I am anxious to learn about you. I have been hunting for some biography (or autobiography) of Swami Chinmayananda. You seem to have written or revealed so far nothing. Your Upanishads and Geeta and other books have been glanced by me; but they are all regarding the great Truth. But who are you? Were you like Buddha – a prince, or like Shankara — a poor brahmin boy, or like Ramakrishna — an uneducated simple villager, or like Vivekananda — an intellectual agnostic seeking Truth, but getting disgusted by the vague explanations of the Pundit class? We have a right to know you….
You must give us a glimpse of your own person. Hence I write this note. I have heard, honestly I confess, so many contradictory versions of you — that from what I am told you can be anything from an irredeemable rake to the sublime instance of a born divine….
Please console me, comfort me. Am I asking too much? Where can I meet you?
Chandra Bhanu Adiyar
26th April, 1966
Om Namo Narayanaya ! Salutations !
Only because I have got more interesting and very useful fields of many other works in hand at present, I cannot give you an “Autobiography” But here are some positive points which should satisfy you for the time being. Later, I am sure you will try to shift your attention from me to the Rishis and make your life beautiful and sublime.
I was born in Kerala, raised in the north, hardened in Punjab, softened in Uttarkashi, criticized everywhere, applauded in some places but accepted and worshipped by everyone. I am a riddle to myself.
Prattling was my profession, preaching is my profession now, and I know practice should be my future job. But everywhere I earned a lot so far and squandered it all in the community.
I am by training a Religious man, by experience a Vedantin, by inclination a Bhakta, in temperament a Karma Yogi, in practice an integral Yogi; my faith is in democracy; I am convinced by socialism; I am habituated to communism; and I am committed to the impossible theory of “Love All”.

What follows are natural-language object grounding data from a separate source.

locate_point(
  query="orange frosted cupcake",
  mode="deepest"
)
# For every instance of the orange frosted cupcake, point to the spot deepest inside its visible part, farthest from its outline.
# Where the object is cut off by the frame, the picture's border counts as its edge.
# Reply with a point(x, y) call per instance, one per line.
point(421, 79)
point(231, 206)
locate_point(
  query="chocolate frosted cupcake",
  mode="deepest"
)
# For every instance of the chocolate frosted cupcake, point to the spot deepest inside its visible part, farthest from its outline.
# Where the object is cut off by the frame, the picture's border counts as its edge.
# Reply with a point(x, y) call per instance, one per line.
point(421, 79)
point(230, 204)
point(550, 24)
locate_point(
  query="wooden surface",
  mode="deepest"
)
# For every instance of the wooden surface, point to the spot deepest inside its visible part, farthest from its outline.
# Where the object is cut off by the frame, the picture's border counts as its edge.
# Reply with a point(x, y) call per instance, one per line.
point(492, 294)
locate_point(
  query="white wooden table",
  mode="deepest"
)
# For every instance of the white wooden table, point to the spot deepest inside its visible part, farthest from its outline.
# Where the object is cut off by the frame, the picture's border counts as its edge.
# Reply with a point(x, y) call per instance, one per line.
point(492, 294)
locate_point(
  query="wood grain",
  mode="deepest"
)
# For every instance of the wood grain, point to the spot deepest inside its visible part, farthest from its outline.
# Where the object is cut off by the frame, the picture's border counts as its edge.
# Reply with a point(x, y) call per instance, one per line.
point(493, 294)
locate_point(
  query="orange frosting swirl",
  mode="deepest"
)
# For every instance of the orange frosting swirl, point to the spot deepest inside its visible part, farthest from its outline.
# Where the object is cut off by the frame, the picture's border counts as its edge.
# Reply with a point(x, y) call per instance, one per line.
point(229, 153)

Thick skinned, hard boned, I have a mail – of – laughter to cover and protect both my head and heart, and so stabs do not penetrate me, spears cannot cleave me, whippings do not lash me.
I eat and drink, take regular baths and sleep, wear clothes, have no jata, work for 18 – 19 hours a day and preach the rest of the time. When audiences are not available, of course, I preach to myself.
I have my lovers and many beloveds in this country and abroad. I play the beloved to my lovers, and am an enthusiastic lover to my Beloveds. We, together, thus step ahead and march through love towards the Lord’s Palace of Bliss and Wisdom.
Your goodself may meet me easily in my 35 books, or in the pooja room of any healthy young Indian, be a Hindu, Christian or Muslim.
The white men adore me, the yellow men recognize me, the brown men worship me, the black ones love me.
My teacher was a divinely sweet, incandescent, noble soul and I must tell you of Him when you grow a bit more.
May I hope to hear from you often, plenty of the similar rubbish, but sprinkled with more and more of the sensible stuff ? Try. You can. Don’t be shy. This is how everyone grows.